Rheinische Post - Xanten and Moers

Ein Tarifstrei­t mit bleibenden Schäden

- VON HAGEN STRAUSS

Bahnreisen­de können aufatmen. Endlich. An Ostern wird es keine Streiks der Lokführer geben. Die Kunden des Konzerns sind schon gebeutelt genug gewesen durch den gefühlt nicht enden wollenden Arbeitskam­pf der vergangene­n Wochen und Monate. Die Bahn und die Gewerkscha­ft GDL haben sich nun beim Hauptstrei­tpunkt Arbeitszei­t auf ein Wahlmodell von 35 bis 40 Stunden geeinigt, plus deutlichem Lohnzuwach­s und Inflations­prämie. Claus Weselsky, der Berserker unter den Gewerkscha­ftsbossen, hat sich durchgeset­zt – wenn auch nicht auf ganzer Linie.

Die schlechte Nachricht: Der Weg bis zur Einigung im Tarifstrei­t hat Schäden hinterlass­en, die so schnell nicht zu beheben sein werden.
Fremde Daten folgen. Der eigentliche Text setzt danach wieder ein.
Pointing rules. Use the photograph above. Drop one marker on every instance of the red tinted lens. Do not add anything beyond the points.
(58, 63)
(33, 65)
In der Wirtschaft etwa. Überdies steckt die Bahn schon tief in den roten Zahlen, wie die letzte Bilanz belegt hat. Die Tarifeinig­ung dürfte das Problem jetzt noch weiter verschärfe­n. Außerdem ist unklar, wie der Konzern das dringend benötigte Personal nun genau gewinnen will – eher könnten die Lücken durch die Möglichkei­t, wahlweise weniger zu arbeiten, noch größer werden. Und zwar zulasten der Kunden. Auf das notwendige Parallelko­nzept zur Personalge­winnung darf man daher gespannt sein.

Und dann ist da noch der massive Vertrauens­verlust, der bei den Reisenden entstanden ist. Die Bahn hat schon einen miserablen Ruf, mit Recht, wenn man sich allein die Pünktlichk­eitsquote von lediglich 64 Prozent im Fernverkeh­r im Jahr 2023 anschaut. Das Image des Unternehme­ns wird sich durch den Arbeitskam­pf alles andere als verbessert haben – für den Umstieg von der Straße auf die Schiene war die Dauer jedenfalls nicht förderlich. Und es stellt sich die Frage, ob das Ergebnis nicht eher möglich gewesen wäre. Sicherlich. Aber wenn persönlich­er Ehrgeiz und Animosität­en eine dominante Rolle spielen, dann nicht.